According to the Opposition, the agreement is not fair unlike other international double taxation treaties and will make Gibraltar less attractive to investors.
It said the treaty has “serious legal effects” on people and companies and creates new tax rules and burdens that are not present in a conventional double tax treaty. Substance, it added, is more important than any “perceived recognition” of Gibraltar by Spain.
“Right wing parties in Spain concentrate on the alleged recognition of Gibraltar as a reason, in itself, for rejection of this Treaty,” said Keith Azopardi, the Leader of the GSD and Leader of the Opposition.
“This completely misses the point which the Spanish Government itself is pursuing.”
“The arguments used by the Spanish Government demonstrate that Spain views it as a tool to beat Gibraltar, to ensure that investment is discouraged and that people who use Gibraltar are treated as if they were in Spain for tax purposes.”
“They continue to use the language of corruption, crime and fraud and portraying Gibraltar in a bad light as if, by implication, we tolerate fraud and crime.”
“The conciliatory language on transparency is a smokescreen. Spain continues to use language that makes it clear that it does not accept Gibraltar as a modern finance centre. Despite regulatory compliance for decades by Gibraltar they are still using the same language.”
“Spain needs to treat Gibraltar with respect and accept and recognise our rights. Only then will it be possible to contemplate a new era.”
Mr Azopardi said the GSD would set out its concerns about the treaty later this month when debating a motion in the Gibraltar Parliament.
“One thing is for sure though that we will present that debate in a robust, forceful but proper and respectful way,” he added.
“We have many differences with the Government. We think this is a bad Treaty and a mistake. We will explain why.”
“But we are not going to see in our Parliament a debate of the wild and shrill tone that we have just seen in the Spanish Parliament."
Marlene Hassan Nahon, the Leader of Together Gibraltar, was less critical of both the treaty and the Spanish Government’s intervention in Congress on Thursday morning, although she nonetheless voiced some reservations about the treaty.
“We must acknowledge that we are living in a global climate in which transparent, amicable and collaborative fiscal and economic practices are more important than ever,” she told the Chronicle.

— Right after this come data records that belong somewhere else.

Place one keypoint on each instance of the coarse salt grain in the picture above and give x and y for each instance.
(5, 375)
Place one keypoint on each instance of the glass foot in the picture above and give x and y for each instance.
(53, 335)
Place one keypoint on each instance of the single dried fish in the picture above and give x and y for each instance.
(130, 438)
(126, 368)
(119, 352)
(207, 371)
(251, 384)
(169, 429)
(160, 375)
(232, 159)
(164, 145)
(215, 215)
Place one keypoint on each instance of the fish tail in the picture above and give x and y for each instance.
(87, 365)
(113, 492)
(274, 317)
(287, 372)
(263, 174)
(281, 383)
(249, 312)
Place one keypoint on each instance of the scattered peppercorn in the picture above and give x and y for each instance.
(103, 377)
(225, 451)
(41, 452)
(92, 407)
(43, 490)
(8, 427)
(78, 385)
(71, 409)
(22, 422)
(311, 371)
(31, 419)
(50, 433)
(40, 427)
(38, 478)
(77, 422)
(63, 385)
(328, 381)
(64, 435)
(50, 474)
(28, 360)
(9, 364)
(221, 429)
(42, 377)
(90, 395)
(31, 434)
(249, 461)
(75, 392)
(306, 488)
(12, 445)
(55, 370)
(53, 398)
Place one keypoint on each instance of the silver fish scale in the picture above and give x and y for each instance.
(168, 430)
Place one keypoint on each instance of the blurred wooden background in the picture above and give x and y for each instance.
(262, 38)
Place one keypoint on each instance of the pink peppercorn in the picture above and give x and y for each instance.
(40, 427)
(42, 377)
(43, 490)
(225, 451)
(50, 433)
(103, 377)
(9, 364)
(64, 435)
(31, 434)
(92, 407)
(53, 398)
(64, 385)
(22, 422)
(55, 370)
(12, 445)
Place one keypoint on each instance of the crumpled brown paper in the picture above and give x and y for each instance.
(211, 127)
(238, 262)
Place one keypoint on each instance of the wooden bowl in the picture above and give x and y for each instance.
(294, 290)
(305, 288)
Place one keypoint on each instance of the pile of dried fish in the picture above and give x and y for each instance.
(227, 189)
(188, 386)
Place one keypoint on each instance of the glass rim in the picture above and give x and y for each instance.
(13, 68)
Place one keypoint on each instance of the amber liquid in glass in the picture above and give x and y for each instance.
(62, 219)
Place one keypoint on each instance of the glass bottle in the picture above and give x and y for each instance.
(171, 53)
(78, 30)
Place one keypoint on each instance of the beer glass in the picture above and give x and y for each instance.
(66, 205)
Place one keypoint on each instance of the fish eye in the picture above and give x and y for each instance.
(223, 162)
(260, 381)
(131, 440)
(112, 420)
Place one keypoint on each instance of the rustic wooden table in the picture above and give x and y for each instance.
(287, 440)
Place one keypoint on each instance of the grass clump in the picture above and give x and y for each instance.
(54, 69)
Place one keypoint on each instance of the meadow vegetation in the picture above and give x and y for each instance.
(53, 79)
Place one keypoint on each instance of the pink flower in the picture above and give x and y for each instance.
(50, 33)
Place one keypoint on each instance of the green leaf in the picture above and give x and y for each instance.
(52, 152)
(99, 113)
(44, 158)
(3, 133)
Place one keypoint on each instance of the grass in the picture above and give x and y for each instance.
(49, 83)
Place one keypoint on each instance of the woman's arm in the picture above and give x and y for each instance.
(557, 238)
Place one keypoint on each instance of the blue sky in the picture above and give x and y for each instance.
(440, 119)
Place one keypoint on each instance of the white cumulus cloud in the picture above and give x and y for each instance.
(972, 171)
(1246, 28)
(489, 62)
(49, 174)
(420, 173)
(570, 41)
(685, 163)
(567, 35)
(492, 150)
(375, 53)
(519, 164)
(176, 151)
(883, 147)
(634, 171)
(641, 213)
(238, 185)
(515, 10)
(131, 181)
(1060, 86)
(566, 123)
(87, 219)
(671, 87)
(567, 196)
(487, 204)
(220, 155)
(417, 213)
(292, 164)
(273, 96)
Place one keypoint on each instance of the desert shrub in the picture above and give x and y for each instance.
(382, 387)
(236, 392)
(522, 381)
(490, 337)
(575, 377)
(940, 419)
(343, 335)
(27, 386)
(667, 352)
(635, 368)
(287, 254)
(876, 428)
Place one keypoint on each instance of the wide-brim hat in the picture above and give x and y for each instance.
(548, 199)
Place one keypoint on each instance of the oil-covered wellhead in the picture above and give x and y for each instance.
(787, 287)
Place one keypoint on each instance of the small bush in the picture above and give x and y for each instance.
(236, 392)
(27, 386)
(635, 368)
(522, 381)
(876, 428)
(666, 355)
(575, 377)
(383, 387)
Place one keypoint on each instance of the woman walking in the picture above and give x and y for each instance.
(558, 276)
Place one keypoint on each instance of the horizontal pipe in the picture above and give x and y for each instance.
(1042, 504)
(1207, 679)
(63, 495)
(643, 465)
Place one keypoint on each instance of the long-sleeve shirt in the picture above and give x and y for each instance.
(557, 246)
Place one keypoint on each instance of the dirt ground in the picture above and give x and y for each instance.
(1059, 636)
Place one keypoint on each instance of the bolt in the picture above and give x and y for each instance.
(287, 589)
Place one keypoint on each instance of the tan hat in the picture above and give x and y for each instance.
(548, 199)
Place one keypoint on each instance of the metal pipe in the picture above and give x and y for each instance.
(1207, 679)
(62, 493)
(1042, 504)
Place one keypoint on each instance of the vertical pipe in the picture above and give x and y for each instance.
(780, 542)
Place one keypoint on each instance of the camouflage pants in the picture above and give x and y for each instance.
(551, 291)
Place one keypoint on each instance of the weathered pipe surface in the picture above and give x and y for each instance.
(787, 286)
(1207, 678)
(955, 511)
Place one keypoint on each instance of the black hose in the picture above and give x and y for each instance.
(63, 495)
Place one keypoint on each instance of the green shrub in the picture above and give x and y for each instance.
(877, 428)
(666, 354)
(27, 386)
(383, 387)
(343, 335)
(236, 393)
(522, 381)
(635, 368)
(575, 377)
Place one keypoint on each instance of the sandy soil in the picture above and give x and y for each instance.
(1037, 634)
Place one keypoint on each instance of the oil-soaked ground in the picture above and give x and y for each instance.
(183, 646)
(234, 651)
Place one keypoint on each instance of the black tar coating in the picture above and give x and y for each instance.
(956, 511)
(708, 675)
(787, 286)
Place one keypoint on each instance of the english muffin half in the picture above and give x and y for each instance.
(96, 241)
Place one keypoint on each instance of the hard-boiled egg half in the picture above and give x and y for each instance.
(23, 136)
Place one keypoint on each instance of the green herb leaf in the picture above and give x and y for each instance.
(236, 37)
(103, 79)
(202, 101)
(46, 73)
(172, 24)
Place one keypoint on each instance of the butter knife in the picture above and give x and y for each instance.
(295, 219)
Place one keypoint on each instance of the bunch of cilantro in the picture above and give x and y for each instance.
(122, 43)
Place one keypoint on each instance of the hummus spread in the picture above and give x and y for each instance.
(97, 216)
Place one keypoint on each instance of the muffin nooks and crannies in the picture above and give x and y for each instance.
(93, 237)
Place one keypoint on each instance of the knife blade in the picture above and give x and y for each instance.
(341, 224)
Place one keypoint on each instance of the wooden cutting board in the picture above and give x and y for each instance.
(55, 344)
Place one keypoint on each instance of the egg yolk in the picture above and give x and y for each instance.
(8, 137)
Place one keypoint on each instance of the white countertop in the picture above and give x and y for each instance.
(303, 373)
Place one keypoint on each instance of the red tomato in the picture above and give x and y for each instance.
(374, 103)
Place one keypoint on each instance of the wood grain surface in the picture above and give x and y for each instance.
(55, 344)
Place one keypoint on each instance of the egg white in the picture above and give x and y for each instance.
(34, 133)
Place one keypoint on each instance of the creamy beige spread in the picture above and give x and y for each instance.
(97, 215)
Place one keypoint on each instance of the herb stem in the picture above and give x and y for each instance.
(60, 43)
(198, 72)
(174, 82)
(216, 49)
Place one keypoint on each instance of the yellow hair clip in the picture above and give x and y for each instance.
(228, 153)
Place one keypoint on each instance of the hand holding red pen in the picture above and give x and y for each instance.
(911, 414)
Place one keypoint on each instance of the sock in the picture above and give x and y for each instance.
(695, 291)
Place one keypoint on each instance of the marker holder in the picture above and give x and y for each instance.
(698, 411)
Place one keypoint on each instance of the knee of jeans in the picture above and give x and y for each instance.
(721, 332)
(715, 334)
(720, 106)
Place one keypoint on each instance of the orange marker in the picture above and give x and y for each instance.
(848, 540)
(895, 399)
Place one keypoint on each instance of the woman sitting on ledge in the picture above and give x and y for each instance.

“In this light, normalising our relationship with Spain via a tax treaty, thus strongly eroding Spain’s claims against Gibraltar's economy, is a positive step.”
“We understand that some concessions must be made so that progress can be made on this front, but the positions expressed by the Spanish right wing, harshly criticising the treaty as damaging to Spain's interests, indicate that Spain is also making significant concessions in the recognition of our sovereignty and financial fair play.”
“It must also be noted that, with the looming threat of Brexit on the horizon, it is comforting to hear the Spanish foreign minister's conciliatory and constructive tone, based in the pursuit of common prosperity and good relations.”
“As long as Gibraltar's sovereignty is never jeopardised, TG will always support balanced and measured steps aimed at fostering better cross-border relationships, and unlike the GSD, we understand that progress on this front requires mutual concessions.”
“This treaty, though imperfect, is a step in the right direction.”